Photo by Anton Petrus/Getty Images
La tensione geopolitica si è impennata intorno a mezzogiorno, quando Reuters ha riportato che due navi da guerra statunitensi sarebbero state colpite dall’Iran nei pressi dell’isola di Jask.
La reazione dei mercati è stata immediata, con il petrolio balzato del 4% e i futures su S&P 500 e Nasdaq scivolati in territorio negativo. La situazione si è poi raffreddata quando alcuni funzionari statunitensi hanno dichiarato ad Axios che nessuna nave era stata realmente colpita.

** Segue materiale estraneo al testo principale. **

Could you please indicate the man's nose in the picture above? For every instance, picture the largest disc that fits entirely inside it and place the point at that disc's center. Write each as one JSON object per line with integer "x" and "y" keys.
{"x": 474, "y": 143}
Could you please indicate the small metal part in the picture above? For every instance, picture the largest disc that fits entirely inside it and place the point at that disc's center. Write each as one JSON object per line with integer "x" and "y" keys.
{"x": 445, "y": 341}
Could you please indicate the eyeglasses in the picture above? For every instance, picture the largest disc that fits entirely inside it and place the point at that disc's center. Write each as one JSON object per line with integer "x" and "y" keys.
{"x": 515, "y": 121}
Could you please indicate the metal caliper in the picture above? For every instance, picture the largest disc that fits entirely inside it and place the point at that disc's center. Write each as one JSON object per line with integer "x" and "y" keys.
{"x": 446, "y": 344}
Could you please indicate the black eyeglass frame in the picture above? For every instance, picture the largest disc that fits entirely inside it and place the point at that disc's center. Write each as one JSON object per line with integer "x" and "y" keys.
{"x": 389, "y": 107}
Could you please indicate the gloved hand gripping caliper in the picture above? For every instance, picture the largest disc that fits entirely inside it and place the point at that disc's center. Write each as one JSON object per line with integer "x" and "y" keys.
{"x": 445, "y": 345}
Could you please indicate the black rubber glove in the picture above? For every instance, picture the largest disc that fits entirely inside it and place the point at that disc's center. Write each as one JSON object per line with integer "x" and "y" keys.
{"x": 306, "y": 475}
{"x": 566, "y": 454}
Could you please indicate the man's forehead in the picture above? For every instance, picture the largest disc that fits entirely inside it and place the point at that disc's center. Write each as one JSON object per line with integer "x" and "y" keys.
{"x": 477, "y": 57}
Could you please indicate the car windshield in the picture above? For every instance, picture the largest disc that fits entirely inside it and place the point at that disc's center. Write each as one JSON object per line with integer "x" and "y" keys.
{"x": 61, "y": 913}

L’ipotesi è che si sia trattato soltanto di colpi di avvertimento, sebbene gli Emirati Arabi Uniti abbiano diramato un’allerta missilistica nella regione.
Un funzionario statunitense ha inoltre dichiarato che le regole d’ingaggio delle forze USA nell’area sono state modificate e che è stata autorizzata la possibilità di colpire le minacce immediate contro le navi che attraversano lo Stretto, come le imbarcazioni veloci dei Pasdaran (IRGC) o le postazioni missilistiche iraniane. Dichiarazioni pesanti anche sul fronte israelo-libanese, dove alcuni leader di Hezbollah lamentano il mancato rispetto del cessate il fuoco, denunciando continui attacchi soprattutto nel sud del Libano.
Trump e Bessent cercano intanto di rivendicare i successi sul piano militare. Da un lato, secondo alcune indiscrezioni, due imbarcazioni statunitensi sarebbero riuscite ad attraversare lo Stretto grazie alla nuova protezione introdotta in mattinata con il cosiddetto “Project Freedom”; dall’altro, è stato nuovamente ribadito il controllo statunitense sull’area.
Nonostante il momentaneo allentamento delle tensioni, la pressione sui mercati resta elevata, con il WTI ancora sopra i 100 dollari al barile dopo aver sfiorato intraday quota 110.
Le tensioni si riflettono anche sull’obbligazionario, con il Bund decennale sopra il 3%, il Treasury trentennale oltre il 5% e il decennale americano sopra il 4,4%. In lieve rafforzamento il dollaro, con il cambio euro/dollaro sopra quota 1,17, mentre i metalli preziosi restano sotto pressione.
Apertura piatta per i listini statunitensi, mentre le Borse europee sono in calo: Euro Stoxx 50 -1,16%, DAX -0,38% e FTSE MIB -0,94%.